How to change date from US to UK format

M

martin0642

Hi all,

I have a large-ish spreadsheet (4000 entries) with a date of birt
column. For some reason when this file was ported from SPSS into Excel
before being sent to me, the dates of birth got a bit screwed up.
ABout a third of them are in the format I want. UK format wit
day-month-year. The rest are in US format with the month first. At th
moment I'm having to just go through them and type or copy hem into
new column.
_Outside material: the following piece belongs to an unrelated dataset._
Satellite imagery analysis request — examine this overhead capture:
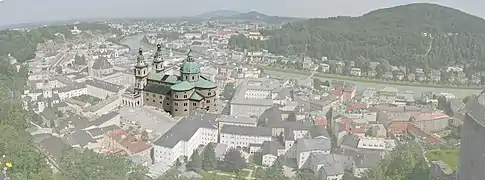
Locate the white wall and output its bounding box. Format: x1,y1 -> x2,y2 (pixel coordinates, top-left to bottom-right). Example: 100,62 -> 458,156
220,133 -> 272,149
Its essential I have the whole column in UK format.
Is there any formulas that can do this for me to save me typing it al
out?!! Any help would be MUCH appreciated!!
 
B

Bryan Hessey

The danger you have is that some dates are mis-converted.

Some dates will be correct format, and will align to the right of the
column (widen the column to seperate the two formats)
Other dates are 'text' entries, and as such are not considered dates,
and align to the left of the column.

You can seperate these by entering in B1 (assuming your dates are in
column A, and column B is empty)

=IF(ISERROR(MONTH(A1)),A1,"")

and formula-copy that down your 4,000 odd lines.


This should give you a column of non-dates. (so to speak)

Copy column B and Paste Special, Values back over column B.
Highlight Column B and Data, Text to Columns, and select the correct
date format (DMY or MDY as the dates exist) and 'Finish'

This should convert all the previously non-date values into dates.

In C1 put

=if(B1="",A1,B1)

and formula copy that for the 4,000 rows.

Copy column C and Paste Special Values over itsself (column C)

You can then remove columns A & B but you will need to check those
dates that were initially converted, I suspect there will be errors
there.

If you can retrieve a copy of the original file of dates before any
conversion that would be excellant, set a column as Text format, paste
them in, and then do Text to Columns on the complete column specifying
the correct format.

Cound I guess that these were originally imported under Excel '97?

Of course, SAVE your work under a different filename before you make
ant changes.
 
D

Dave Peterson

Before you celebrate, you may want to format that column of dates to an
unambiguous format:

mmmm dd, yyyy

Then compare some of the birthdates to the original source.

If someone's birthdate were: 01/02/03, it may look like a valid date after you
imported it, but it might not be the real date (Jan 2, 2003, Feb 1, 1903)
 
B

Bryan Hessey

Thanks Dave, that's what I would have suspected (as per my comments)

If the incorrect dates can be identified (ie, original 'Dates', or al
have Month and Day < 13) then they can be cured with something like

=MONTH(A1)&"/"&DAY(A1)&"/"&YEAR(A1)
or
=DAY(A1)&"/"&MONTH(A1)&"/"&YEAR(A1)

but, identifying is the problem.
 
D

Dave Peterson

I find it much safer to reimport the data from the original source.